Walking in the pouring rain that night from my class to the location, I wondered whether this session would resonate for me. Not being a lawyer, I wasn’t sure how using litigation, case law, and legal proceedings could possibly have any impact on combating the BDS movement. In their stop-at-nothing dedication to devastate Israel’s economy, BDS advocates routinely ignore truth in favor of social and so-called high-moral ground polemics. I was even more skeptical that legal means could help safeguard our world against violence and the deadly acts of terrorism that darken our lives as “practicing Jews” and “all Jews” simply for having the audacity of being born Jewish.
To our enemies, hatred of Jews and Israel is a just cause for a vehement campaign of attack. Three days ago, I attended a heart-breaking first commemoration of the death of the 11 victims of the Pittsburgh tragedy. That was a reminder of how reality operates outside the courts of justice. In short, I needed to hear more to open the argument of using legal tactics to fight anti-Semitic acts.
And then, I heard the first speaker, Nitsana Dershan, Founder and President of Shurat Hadin, which uses the power of the courts to fight terrorism and safeguard Jewish rights worldwide. As Nitsana rose to the podium and began to speak, I unconsciously thought that this gentle, soft-spoken young woman could not possibly spearhead a movement. She could not have created a powerful “game changer” in Israel’s tactics towards combatting the BDS movement. Even as Nitsana began to describe the new battlefront in which she and her colleagues engage a full-frontal counter- attack on Israel’s enemies, I realized how wrong I was to judge behavior based on appearance.
Nitsana spoke of using lawsuits and other legal tactics to choke Israeli’s enemies by “cutting off their oxygen supply.” Along with a handful of other lawyers, Nitsana formed “Shurat Hadin,” during the height of the Intifada movement, in the early 2000’s. The purpose was to initiate legal actions against the terrorists and their supporters on behalf of Israeli victims. Then in 2008, as the Intifada movement began to die down and Israel’s enemies realized that they could not defeat Israel militarily or through terrorism, they learned from history other ways to defeat the enemy (Napoleon’s use of boycott to undo Great Britain in the early 1800’s and Hitler’s more successful economic measures against Jews in the 1930’s.
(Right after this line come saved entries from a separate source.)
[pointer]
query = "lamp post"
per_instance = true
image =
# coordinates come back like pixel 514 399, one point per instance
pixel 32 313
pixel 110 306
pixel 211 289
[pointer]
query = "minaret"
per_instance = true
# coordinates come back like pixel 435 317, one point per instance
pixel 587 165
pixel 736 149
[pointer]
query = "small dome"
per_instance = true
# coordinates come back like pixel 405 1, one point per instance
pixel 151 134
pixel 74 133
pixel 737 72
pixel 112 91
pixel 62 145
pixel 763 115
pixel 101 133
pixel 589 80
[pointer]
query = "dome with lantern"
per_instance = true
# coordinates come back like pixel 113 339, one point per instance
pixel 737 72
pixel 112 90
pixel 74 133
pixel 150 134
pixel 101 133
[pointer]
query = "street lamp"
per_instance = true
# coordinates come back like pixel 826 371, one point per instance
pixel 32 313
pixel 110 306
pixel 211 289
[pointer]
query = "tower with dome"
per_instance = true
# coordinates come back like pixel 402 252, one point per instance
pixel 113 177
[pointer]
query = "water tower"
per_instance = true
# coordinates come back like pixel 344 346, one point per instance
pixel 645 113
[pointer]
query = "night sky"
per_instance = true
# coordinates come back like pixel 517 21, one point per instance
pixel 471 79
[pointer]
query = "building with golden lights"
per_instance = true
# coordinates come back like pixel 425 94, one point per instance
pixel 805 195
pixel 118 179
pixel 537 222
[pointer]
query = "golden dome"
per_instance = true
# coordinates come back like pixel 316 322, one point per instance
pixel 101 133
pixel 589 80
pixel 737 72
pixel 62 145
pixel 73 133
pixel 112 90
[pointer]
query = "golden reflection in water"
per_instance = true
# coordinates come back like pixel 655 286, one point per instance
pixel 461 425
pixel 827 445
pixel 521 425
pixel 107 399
Both were designed to first impoverish and then destroy their target.)
Shurat Hadin’s successes, like its recent case in 2018 against Airbnb, which delisted Jewish homes from occupied territories in Israel, suggest the power of their strategy. Initially the action by Airbnb to delist these homes seemed like a great victory for BDS. However, Shurat Hadin waged a successful suit on the grounds of discrimination under Fair Housing Laws, and months later Airbnb relisted the Jewish homes and asked for an out of court settlement. The outcome of this case, as well as others, can be considered groundbreakers for Israel’s fight against its foes. Shurat Hadin aimed at Airbnb and its BDS support. So too, social media such as Twitter, Facebook, and Google be can be challenged and sanctioned legally.
Abraham Foxman, formerly Executive Director of the ADL, and Rabbi Abaham Cooper, Director of the Global Social Action Agenda of the Simon Wiesenthal Center, spoke poignantly of the powerful history of the rule of law in overriding transgressors such as Adolf Eichmann and Franz Stangl, former commandant of Sobibor and Treblinka Death Camps. Eichmann and Stangl were hunted down by Simon Wiesenthal and brought to trial. Ultimately they met their fate through the justice system, which recorded their atrocities in scrolls that will live in the “infamy” of the Holocaust.
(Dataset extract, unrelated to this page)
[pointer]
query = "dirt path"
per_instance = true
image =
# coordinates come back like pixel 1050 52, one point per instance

Abraham Foxman’s struggle to survive the Holocaust as a young child has led to a lifelong commitment to preserving the rule of justice and law, not only through the legal system but also in the schools and on the streets. Both Foxman and Cooper emphasized that the Jewish community should go on the offensive by building on the blessings and strengths of the Jewish people to create a new front.
At the end of the day, I was struck by the possibilities of enlisting the rule of law to combat challenges to Israel and the Jewish people. As I reflected on the proactivity of Israeli law and jurisprudence, I wondered what things we Americans need to rethink about our own democratic institutions. How can we use our laws and our Constitution to protect all citizens and serve the various causes of justice? Perhaps the next session will reveal more valuable insights for us non-legal minds to consider.